Since then, a wide range of Microsoft’s goods and services have included AI; this might have a substantial impact on the company’s financial performance. Microsoft’s AI-assisted Office Copilot, according to billionaire Dan Loeb of the hedge firm Third Point, could boost the company’s revenue by “$25 billion or more in software sales alone.”
Microsoft still has plenty of untapped opportunities to make money using AI; the only restriction is the company’s creativity.
Clouds in the sky
Microsoft’s Azure Cloud is another potential growth catalyst. According to data provided by Canalys, Microsoft has long been the No. 2 provider of cloud infrastructure, but its expansion keeps outpacing that of market leader Amazon Web Services. If this keeps up, Microsoft might eventually win the competition.
The business may use its AI know-how to convince customers to use its cloud products, which have a wealth of promise for boosting productivity. Microsoft recently announced the launch of Bing Chat for Enterprise, an AI-powered search bot, as well as a number of AI-driven upgrades.

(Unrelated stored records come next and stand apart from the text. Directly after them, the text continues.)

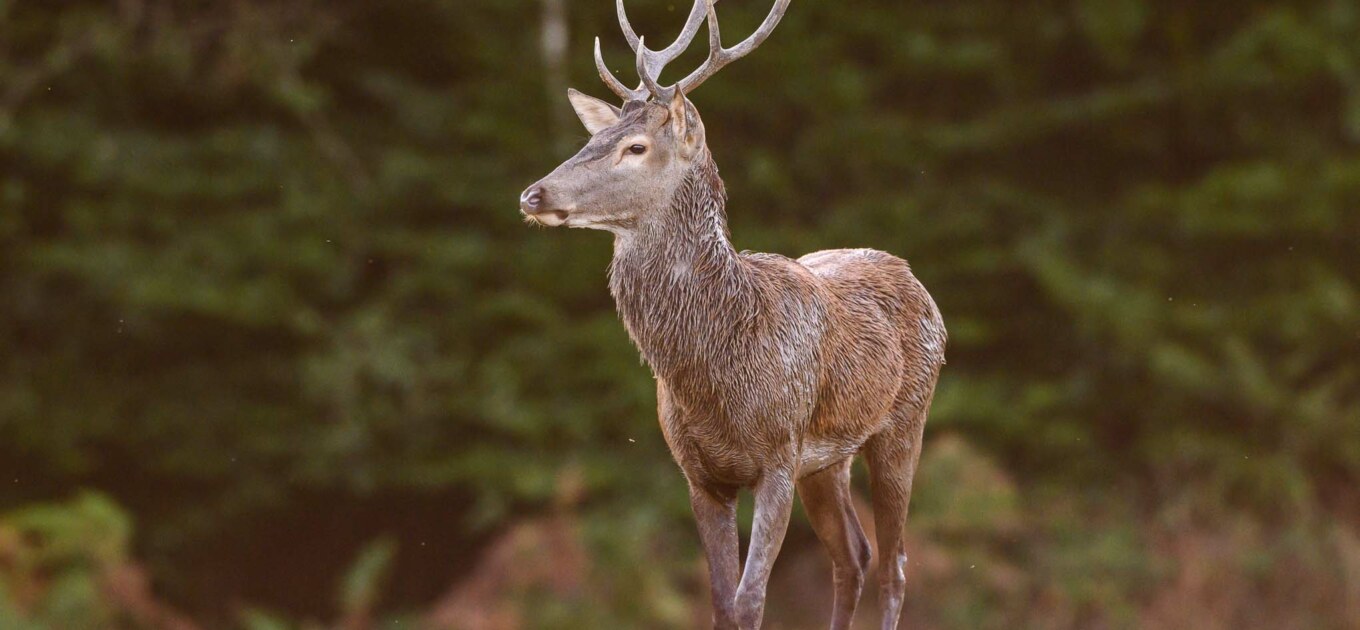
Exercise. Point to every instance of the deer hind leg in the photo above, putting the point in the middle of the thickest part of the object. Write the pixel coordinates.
(716, 513)
(892, 461)
(826, 495)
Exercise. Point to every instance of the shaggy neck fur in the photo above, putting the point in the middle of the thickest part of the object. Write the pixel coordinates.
(680, 287)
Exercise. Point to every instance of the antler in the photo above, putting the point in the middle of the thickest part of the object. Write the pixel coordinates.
(650, 63)
(720, 56)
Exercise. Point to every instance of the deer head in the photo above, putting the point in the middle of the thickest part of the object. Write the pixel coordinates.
(637, 155)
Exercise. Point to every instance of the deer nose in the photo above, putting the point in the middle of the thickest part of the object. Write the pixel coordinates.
(531, 200)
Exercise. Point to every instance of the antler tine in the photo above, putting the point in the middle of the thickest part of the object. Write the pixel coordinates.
(720, 56)
(661, 93)
(657, 60)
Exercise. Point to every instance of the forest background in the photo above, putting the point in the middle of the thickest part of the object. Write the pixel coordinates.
(276, 350)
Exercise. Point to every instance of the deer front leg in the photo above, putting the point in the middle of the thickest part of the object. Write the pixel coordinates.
(774, 502)
(716, 512)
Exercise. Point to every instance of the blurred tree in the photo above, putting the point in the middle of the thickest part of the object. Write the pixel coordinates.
(261, 275)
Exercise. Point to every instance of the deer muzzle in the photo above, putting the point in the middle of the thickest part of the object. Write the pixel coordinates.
(533, 206)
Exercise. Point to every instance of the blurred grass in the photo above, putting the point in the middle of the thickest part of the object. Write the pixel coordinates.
(264, 290)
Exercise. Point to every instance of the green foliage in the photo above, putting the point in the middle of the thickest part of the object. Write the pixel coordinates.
(261, 255)
(56, 559)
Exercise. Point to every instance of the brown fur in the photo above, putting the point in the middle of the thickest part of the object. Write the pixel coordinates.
(771, 373)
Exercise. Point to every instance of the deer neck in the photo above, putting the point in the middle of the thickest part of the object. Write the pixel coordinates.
(679, 285)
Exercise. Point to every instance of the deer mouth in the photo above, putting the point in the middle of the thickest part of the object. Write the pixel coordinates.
(551, 218)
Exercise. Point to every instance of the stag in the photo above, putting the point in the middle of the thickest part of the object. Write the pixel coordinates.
(771, 373)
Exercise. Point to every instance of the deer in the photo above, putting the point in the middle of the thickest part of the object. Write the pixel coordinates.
(771, 373)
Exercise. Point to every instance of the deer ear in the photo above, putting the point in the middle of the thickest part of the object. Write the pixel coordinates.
(596, 114)
(684, 123)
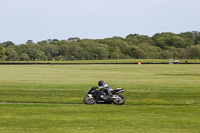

According to CFO Amy Hood, who made the statement last month, “next generation AI business will be the fastest growing $10 billion business in our history.”
Microsoft’s Azure Cloud will provide a large portion of that increase.
fist to hand
Investors who purchase Microsoft stock at this time are receiving a great deal. The business has significant experience in cloud computing, SaaS, and artificial intelligence (AI). The growth prospects are starting to increase once you factor in the anticipated PC industry recovery.
Despite all of this potential, Microsoft stock is still quite affordable, trading at just 11 times current year revenues and 9 times those of the following year, which, in my opinion, is a great deal given the company’s growth prospects.
For all of the above mentioned reasons, I think investors should buy Microsoft stock in droves with the intention of holding it for the foreseeable future.